Crypto has a dilemma in the Republican-run Senate.
The GOP chair of the Senate Banking Committee needs several Democrats to approve an effort to integrate the crypto industry into the financial system.
The chair of the NRSC, meanwhile, wants to wipe Senate Democrats off the map in the 2026 midterms.
Both roles belong to the same man: Sen. Tim Scott (R-S.C.). The question is whether those jobs can coexist for one lawmaker in the midst of high-stakes policy negotiations.
Campaign conundrum. The Senate failed to advance the GENIUS Act last week, despite significant bipartisan support.
Much finger-pointing followed. But no senator or outside group went quite as far as the NRSC.
A statement from NRSC Executive Director Jennifer DeCasper – Scott’s former chief of staff and long-time confidant – declared that “Republican leadership is the only path to real crypto wins in Congress … Anyone backing Senate Democrats in hopes of crypto progress is ignoring reality.”
The implications weren’t lost on Sen. Gary Peters (D-Mich.), who led the DSCC for the 2024 cycle. The crypto-backed campaign finance network Fairshake spent big in 2024 and is poised to do so again in 2026.
Crypto “will reward people who vote with them, and they will punish people who don’t vote with them,” Peters said.
Peters argued Scott’s twin roles constituted “major conflicts of interest.”

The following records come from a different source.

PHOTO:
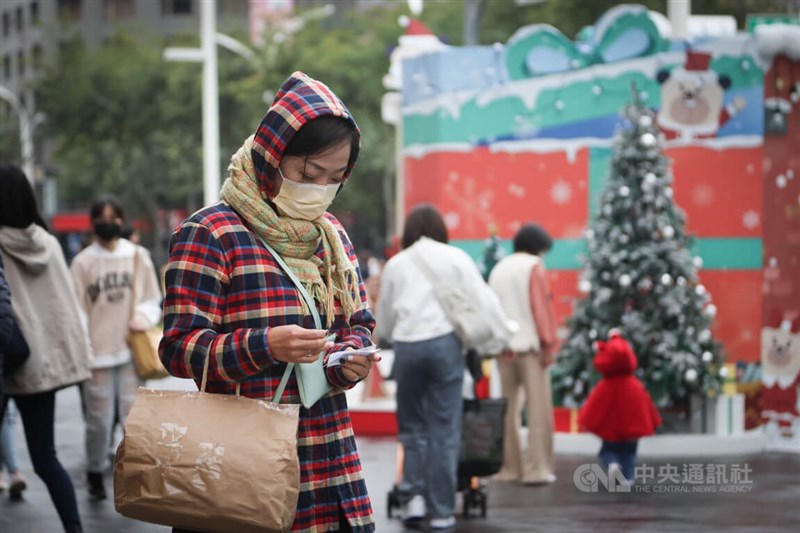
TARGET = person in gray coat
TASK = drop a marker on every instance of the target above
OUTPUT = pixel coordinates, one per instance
(47, 312)
(6, 325)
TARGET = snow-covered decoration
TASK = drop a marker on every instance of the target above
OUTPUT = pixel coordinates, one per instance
(417, 40)
(778, 39)
(698, 25)
(625, 32)
(541, 49)
(751, 219)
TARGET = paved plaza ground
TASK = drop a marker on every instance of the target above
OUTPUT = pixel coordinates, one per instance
(763, 499)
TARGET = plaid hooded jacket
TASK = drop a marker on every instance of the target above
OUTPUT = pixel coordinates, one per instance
(224, 292)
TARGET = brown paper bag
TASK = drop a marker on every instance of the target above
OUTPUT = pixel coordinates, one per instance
(208, 462)
(144, 352)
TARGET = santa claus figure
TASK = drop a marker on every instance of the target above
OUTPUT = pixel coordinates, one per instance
(780, 361)
(692, 99)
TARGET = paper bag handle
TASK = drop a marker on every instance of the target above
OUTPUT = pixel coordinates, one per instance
(205, 377)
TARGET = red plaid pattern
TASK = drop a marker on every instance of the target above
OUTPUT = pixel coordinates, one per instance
(224, 292)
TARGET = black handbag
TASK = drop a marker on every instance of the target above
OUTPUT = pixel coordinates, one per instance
(15, 352)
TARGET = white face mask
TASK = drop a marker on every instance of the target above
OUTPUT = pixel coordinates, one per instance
(304, 201)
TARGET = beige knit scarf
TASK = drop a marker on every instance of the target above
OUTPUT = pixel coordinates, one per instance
(333, 277)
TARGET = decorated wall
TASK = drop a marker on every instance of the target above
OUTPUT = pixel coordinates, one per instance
(500, 135)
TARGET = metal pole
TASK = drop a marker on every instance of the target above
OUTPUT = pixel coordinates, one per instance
(25, 131)
(678, 12)
(211, 167)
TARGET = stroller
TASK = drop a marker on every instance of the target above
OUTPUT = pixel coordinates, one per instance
(481, 452)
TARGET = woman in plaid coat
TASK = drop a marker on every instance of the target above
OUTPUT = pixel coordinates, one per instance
(228, 299)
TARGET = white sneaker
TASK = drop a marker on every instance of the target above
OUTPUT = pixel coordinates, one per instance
(415, 509)
(443, 523)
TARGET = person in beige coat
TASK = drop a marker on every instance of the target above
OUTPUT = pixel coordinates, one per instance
(47, 312)
(520, 282)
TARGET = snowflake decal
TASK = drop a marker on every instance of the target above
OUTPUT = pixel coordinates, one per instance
(516, 190)
(474, 205)
(561, 192)
(703, 194)
(751, 219)
(452, 220)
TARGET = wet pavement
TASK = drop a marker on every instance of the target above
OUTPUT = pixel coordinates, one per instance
(758, 493)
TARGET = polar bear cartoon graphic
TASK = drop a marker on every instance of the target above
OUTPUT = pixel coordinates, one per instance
(692, 99)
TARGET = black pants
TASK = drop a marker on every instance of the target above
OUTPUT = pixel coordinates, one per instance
(38, 419)
(622, 453)
(343, 525)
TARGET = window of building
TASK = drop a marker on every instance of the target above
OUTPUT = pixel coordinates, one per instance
(36, 56)
(35, 13)
(7, 67)
(69, 9)
(118, 8)
(176, 7)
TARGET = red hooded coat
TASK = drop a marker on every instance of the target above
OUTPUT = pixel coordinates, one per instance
(619, 407)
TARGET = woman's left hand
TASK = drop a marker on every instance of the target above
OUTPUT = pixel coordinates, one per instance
(357, 367)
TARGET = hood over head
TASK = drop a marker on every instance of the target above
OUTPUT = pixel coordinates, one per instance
(614, 357)
(299, 100)
(27, 246)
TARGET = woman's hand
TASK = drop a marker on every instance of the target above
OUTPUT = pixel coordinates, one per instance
(293, 344)
(357, 367)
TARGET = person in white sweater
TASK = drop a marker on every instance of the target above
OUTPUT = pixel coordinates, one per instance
(521, 284)
(428, 366)
(103, 277)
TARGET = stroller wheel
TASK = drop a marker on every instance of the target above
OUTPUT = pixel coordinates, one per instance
(392, 501)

In a statement, Senate Banking Committee spokesperson Jeff Naft said Scott “has been committed to working in a bipartisan manner to advance a regulatory framework for digital assets, and he’s delivered results with the GENIUS Act – only for Democrats to play politics at the finish line.”
No worries! A number of senators said they’re not sweating Scott’s approach. “Sen. Scott really does want to get this done, and I think we will get it done,” Sen. Mike Rounds (R-S.D.) said.
And Scott isn’t the only campaign chair involved in the negotiations. The bill’s lead Democratic co-sponsor, Sen. Kirsten Gillibrand (N.Y.), chairs the DSCC.
We asked Gillibrand whether it was a problem that Scott was straddling leadership of both Senate Banking and the NRSC.
“I can’t speak for the chairman, but I’m optimistic we will get good legislation done soon,” Gillibrand said of Scott. The New York Democrat dismissed the dilemma of working on policy with Republicans while trying to defeat them in elections as “unrelated and irrelevant.”
Tactics, tactics. Republican Sen. Cynthia Lummis (Wyo.), one of the lead GOP negotiators, said the talks are a “delicate dance,” but Scott is giving her and Sen. Bill Hagerty (R-Tenn.) room to negotiate.
“He’ll come into the room, set the stage, say, ‘this is my bottom line. This is what I feel I have to have, and beyond that, work it out.’ And then he kind of leaves it to us,” Lummis said.